Livre quer fim da tracção animal em actividades turísticas e lúdicas com fins comerciais dentro de dois anos

O Grupo Parlamentar do Livre defende o fim do uso de tracção animal em actividades turísticas, lúdicas e de entretenimento com fins comerciais, dentro de dois anos, pela protecção do bem-estar animal. Após um período  transitório de dois anos, com vista à eliminação progressiva da utilização de animais naquelas actividades deverá ser proibida a aquisição, reprodução, afectação ou introdução de novos animais destinados às mesmas.

Refira-se que entre estas actividades lúdicas estão, por exemplo, “baptismos a cavalo e de atrelagem”, disponibilizados na Coudelaria de Alter do Chão. Uma actividade equestre, com fins comerciais, que atrai milhares de visitantes àquele concelho.

Segundo o Projecto de Lei n.º 668/XVII/1, entregue na Assembleia da República por aqueles deputados, “os animais usados para actividades turísticas, lúdicas ou recreativas que requerem tracção — em geral, equídeos — são um bom exemplo de algo que, na perspectiva do Livre, deve ser alvo de uma avaliação sobre se os benefícios que daí decorrem superam em larga escala os impactos negativos nos animais. O Livre entende que não, sobretudo atendendo ao facto de que já existem alternativas que em nada impactam a subsistência do operador”.

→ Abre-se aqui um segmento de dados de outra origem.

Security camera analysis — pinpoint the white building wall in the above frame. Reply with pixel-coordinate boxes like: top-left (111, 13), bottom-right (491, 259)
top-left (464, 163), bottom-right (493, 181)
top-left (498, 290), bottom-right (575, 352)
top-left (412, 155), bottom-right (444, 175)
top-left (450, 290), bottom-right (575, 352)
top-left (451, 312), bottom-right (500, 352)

E salientam “caso de cidades como Cartagena, Bruxelas, Petra, Praga, Málaga, em que já são utilizadas charretes e carruagens eléctricas que não dependem de tracção animal. Este não é um assunto novo em Portugal; já a Provedora do Animal aconselhou em 2024 a proibição da utilização de cavalos de atrelagem em actividades turísticas, nos meios urbanos”.

No entanto, aquele Projecto de Lei ressalva que, “embora o objectivo geral seja, idealmente, a redução e eliminação do uso de animais para fins de tracção em todos os contextos, a verdade é que, sobretudo em meios rurais, essa utilização continua a ser parte integrante da vida quotidiana e relevante para a subsistência familiar”.

Por isso, o Livre “entende que a abordagem a esta matéria deve conciliar a melhoria progressiva do bem-estar animal com a protecção das necessidades das famílias que deles dependem no seu dia-a-dia”.

Para os deputados do Livre, “em actividades turísticas, lúdicas e de entretenimento, a protecção dos animais assume particular relevância, porque, na grande maioria dos casos, a sua utilização não responde a uma necessidade essencial para o funcionamento dessa actividade”.

Por outro lado, “existe hoje uma percepção cada vez mais alargada de que o sofrimento animal não deve ser normalizado ou aceite em nome do espectáculo, percepção essa que está integrada num movimento mais amplo de valorização da protecção animal e de uma maior responsabilidade colectiva”.

Os deputados do Livre entendem que, “nestas actividades, não é aceitável que o eventual benefício lúdico obtido com a utilização dos animais seja usado como justificação para situações que provocam o seu sofrimento ou mau-estar. Consequências como fadiga, exaustão, fome, sede, medo, stress, lesões ou condições inadequadas de alojamento não devem ser vistas como custos normais de uma actividade de entretenimento. Pelo contrário: numa perspectiva de compatibilizar a actividade económica com o bem-estar animal, quanto menos essencial for a utilização do animal, maior deve ser a exigência quanto à sua protecção e cuidado”.